A lesser rival and yet an equally aggressive one is Andre. In many respects, this shaven-headed human is just a thug from Europe. Born into the pirate life, growing up on one of the havens, he is well known for being a tough fighter and cruel enemy. Not someone you want to be on the wrong side of. He also isn’t much for restraining his crew. If you want to ride the sea, raid settlements and have your fill of plunder, rape and violence, Andre is the captain for you.

Torsten is the one who is strict on his crew. He was born into a life as well, but as a mercenary – recruited as a boy and remaining one as an adult. He sees himself as soldier really, and expects discipline and organisation from those who follow him. For some time he was a mercenary captain, but he was later hired to take his fighters to sea. He became a privateer – market towns would compete, even fight, and so would hire people like him to attack each other. To other pirates, Torsten was doing their job but with a permission slip. To him, he was being a soldier for hire. Now with greying hair, he has long moved past the pretence. While he does get hired for work occasionally, Torsten is a pirate captain in name as well as action, raiding as he wishes, yet maintaining his own code of conduct always.

Non-human captains are rare, even now, and Thrasher stands out for this reason and more. She is a super-soldier from the mutant forces in Eastern Europe and the Middle East. She has even fought at Eden. She left that horror some time ago and has forced her way to the higher ranks of pirate captains through sheer force of will, and also force of physique. Her name isn’t the one she once went by but has been earned because she uses a whip of four chains to beat her crew. She also prides herself on being one of the few female captains around, and she doesn’t like competition.

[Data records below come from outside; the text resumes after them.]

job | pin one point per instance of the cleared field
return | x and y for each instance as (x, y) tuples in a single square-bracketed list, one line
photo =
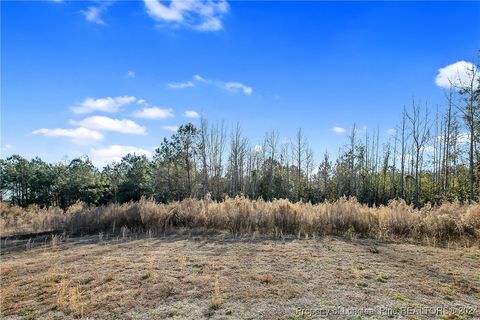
[(194, 276)]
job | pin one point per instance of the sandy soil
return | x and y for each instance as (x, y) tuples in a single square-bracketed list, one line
[(218, 276)]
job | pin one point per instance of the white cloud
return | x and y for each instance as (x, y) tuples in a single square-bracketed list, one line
[(238, 86), (92, 14), (170, 128), (102, 123), (107, 104), (338, 129), (232, 86), (456, 73), (82, 136), (200, 78), (103, 156), (154, 113), (464, 138), (181, 85), (191, 114), (201, 15)]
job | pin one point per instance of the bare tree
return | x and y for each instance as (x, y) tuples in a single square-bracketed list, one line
[(469, 92), (420, 134)]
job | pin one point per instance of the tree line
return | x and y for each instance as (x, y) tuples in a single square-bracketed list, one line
[(431, 156)]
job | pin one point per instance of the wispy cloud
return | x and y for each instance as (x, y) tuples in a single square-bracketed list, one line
[(191, 114), (154, 113), (201, 15), (232, 86), (338, 129), (103, 156), (102, 123), (200, 78), (170, 128), (181, 85), (107, 104), (81, 136), (238, 87), (456, 74)]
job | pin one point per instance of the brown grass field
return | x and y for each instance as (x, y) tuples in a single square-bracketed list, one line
[(219, 276), (241, 259)]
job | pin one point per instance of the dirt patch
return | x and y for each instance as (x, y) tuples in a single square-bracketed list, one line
[(222, 277)]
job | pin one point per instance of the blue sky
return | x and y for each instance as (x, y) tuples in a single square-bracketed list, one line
[(104, 78)]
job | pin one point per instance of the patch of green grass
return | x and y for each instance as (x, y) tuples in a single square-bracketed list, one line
[(400, 297)]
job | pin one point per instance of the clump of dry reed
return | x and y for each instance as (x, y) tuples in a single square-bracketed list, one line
[(397, 220)]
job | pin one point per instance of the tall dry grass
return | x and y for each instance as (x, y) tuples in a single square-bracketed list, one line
[(397, 220)]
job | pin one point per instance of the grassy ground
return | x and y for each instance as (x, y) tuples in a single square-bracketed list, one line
[(216, 276)]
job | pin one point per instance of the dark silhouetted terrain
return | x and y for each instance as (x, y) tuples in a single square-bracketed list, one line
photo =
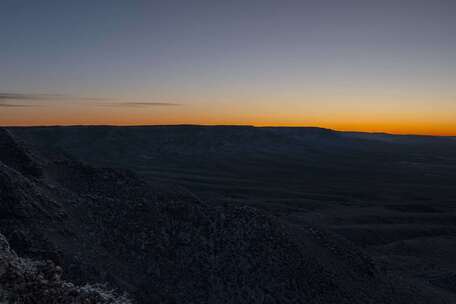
[(271, 215)]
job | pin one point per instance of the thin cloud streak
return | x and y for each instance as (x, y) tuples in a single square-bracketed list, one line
[(11, 105), (11, 98), (139, 104)]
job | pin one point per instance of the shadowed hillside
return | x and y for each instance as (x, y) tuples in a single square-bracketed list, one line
[(105, 225)]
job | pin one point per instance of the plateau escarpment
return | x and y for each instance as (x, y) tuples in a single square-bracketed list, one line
[(161, 244)]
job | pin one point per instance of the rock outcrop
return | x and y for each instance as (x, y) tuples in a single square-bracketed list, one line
[(165, 246)]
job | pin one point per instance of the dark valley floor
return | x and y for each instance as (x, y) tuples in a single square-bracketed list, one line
[(189, 214)]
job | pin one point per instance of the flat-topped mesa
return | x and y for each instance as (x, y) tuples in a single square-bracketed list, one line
[(16, 156)]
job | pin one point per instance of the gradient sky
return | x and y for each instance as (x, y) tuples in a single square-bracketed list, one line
[(349, 65)]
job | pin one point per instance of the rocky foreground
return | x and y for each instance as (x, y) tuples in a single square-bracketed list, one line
[(163, 245)]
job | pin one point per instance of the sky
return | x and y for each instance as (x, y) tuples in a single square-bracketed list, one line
[(380, 66)]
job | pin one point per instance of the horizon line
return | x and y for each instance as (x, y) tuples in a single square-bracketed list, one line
[(226, 125)]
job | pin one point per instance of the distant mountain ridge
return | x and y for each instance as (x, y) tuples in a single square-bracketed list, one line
[(167, 246)]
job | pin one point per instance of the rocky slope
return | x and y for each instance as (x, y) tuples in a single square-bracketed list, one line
[(27, 281), (163, 245)]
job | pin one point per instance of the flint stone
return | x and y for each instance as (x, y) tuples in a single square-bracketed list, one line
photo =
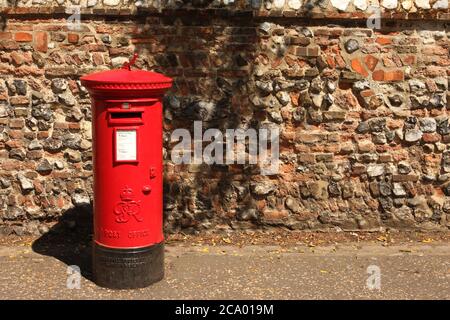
[(351, 45), (413, 135), (80, 199), (262, 188), (427, 125), (25, 183), (59, 85), (44, 167)]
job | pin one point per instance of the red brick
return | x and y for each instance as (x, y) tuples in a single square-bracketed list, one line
[(359, 68), (367, 93), (396, 75), (41, 41), (378, 75), (431, 137), (73, 38), (408, 60), (383, 41), (23, 37), (371, 62), (5, 35)]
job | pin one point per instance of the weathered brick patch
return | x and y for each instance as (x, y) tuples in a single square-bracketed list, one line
[(363, 116)]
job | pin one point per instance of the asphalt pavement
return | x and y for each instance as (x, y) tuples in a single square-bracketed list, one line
[(347, 271)]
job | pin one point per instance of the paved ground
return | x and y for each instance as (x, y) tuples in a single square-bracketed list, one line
[(408, 271)]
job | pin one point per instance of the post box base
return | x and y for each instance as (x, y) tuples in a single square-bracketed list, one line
[(128, 268)]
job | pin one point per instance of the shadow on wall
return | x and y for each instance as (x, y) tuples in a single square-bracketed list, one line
[(69, 240)]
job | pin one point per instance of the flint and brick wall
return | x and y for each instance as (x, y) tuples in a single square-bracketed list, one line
[(363, 114)]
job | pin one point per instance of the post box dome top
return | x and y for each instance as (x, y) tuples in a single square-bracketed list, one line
[(124, 80)]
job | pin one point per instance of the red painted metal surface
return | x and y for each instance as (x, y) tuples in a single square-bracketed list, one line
[(127, 155)]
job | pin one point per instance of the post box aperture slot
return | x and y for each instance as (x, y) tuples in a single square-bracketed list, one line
[(125, 117), (125, 144)]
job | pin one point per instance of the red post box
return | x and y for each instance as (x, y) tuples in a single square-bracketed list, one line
[(128, 247)]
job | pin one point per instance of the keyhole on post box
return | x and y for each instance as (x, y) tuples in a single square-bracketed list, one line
[(152, 173), (146, 189)]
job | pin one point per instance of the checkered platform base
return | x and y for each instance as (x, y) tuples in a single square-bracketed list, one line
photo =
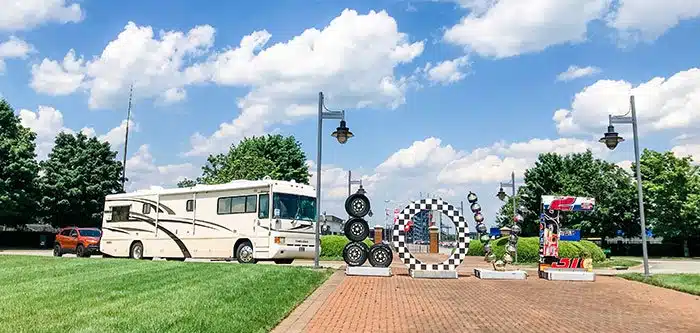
[(399, 235)]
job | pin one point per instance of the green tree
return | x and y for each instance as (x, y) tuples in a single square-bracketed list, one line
[(78, 174), (672, 195), (18, 169), (581, 174), (254, 158)]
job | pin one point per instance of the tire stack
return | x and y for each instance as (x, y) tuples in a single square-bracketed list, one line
[(356, 252)]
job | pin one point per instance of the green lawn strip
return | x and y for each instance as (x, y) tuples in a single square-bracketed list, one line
[(118, 295), (688, 283)]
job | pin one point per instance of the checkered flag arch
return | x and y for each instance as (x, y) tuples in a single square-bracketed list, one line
[(399, 235)]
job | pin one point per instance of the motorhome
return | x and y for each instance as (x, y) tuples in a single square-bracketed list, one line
[(246, 220)]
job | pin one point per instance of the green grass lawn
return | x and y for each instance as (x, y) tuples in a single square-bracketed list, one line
[(689, 283), (46, 294)]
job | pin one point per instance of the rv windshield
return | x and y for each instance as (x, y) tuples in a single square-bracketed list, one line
[(294, 207)]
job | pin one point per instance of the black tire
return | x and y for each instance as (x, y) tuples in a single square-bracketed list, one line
[(355, 253), (356, 229), (244, 253), (380, 255), (80, 251), (136, 251), (357, 205)]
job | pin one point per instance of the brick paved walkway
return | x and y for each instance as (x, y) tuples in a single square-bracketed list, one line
[(467, 304)]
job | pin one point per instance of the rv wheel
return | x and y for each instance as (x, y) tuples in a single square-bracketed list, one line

A final mention has to go to Djinn. While many pirate captains are nasty pieces of work, while many have fearsome reputations, even the more violent ones have their limits and try to live the pirate way. Djinn is someone that scares other captains. He is someone pirate crews will flee from. His ship is much bigger than any other, his crew a mix of psychopaths and tormented slaves. Worse still, he is a powerful magic-user with an array of magical rings and gems at his disposal. Few can stand up to him, and none would want to end up in his clutches.

I should add that Djinn has a history behind him that adds weight to the terror he can cause. A history that has left scars across the Mediterranean. I touched on it before, and it gets a stronger mention in Tryst’s story, and it will get more as time goes on, yet I don’t want to say anything here. But once, the Mediterranean was facing a horrifying enemy, and only just managed to win out. Djinn was part of that terror and the only remnant left. He wasn’t the main threat. He followed another. But now he is his own man, free to pursue his own twisted desires. Djinn is a threat all of his own, and yet his presence is a reminder to many of what once haunted them.

So that’s an overview of several notable figures. If everything goes according to plan, all of them will matter over time. Everyone will get an important moment. A lot has to happen in the Mediterranean. Just as so many other parts of the world have been earmarked for turbulent times and climatic changes. In that time, I hope to tell how many lives are lived, until they are ended.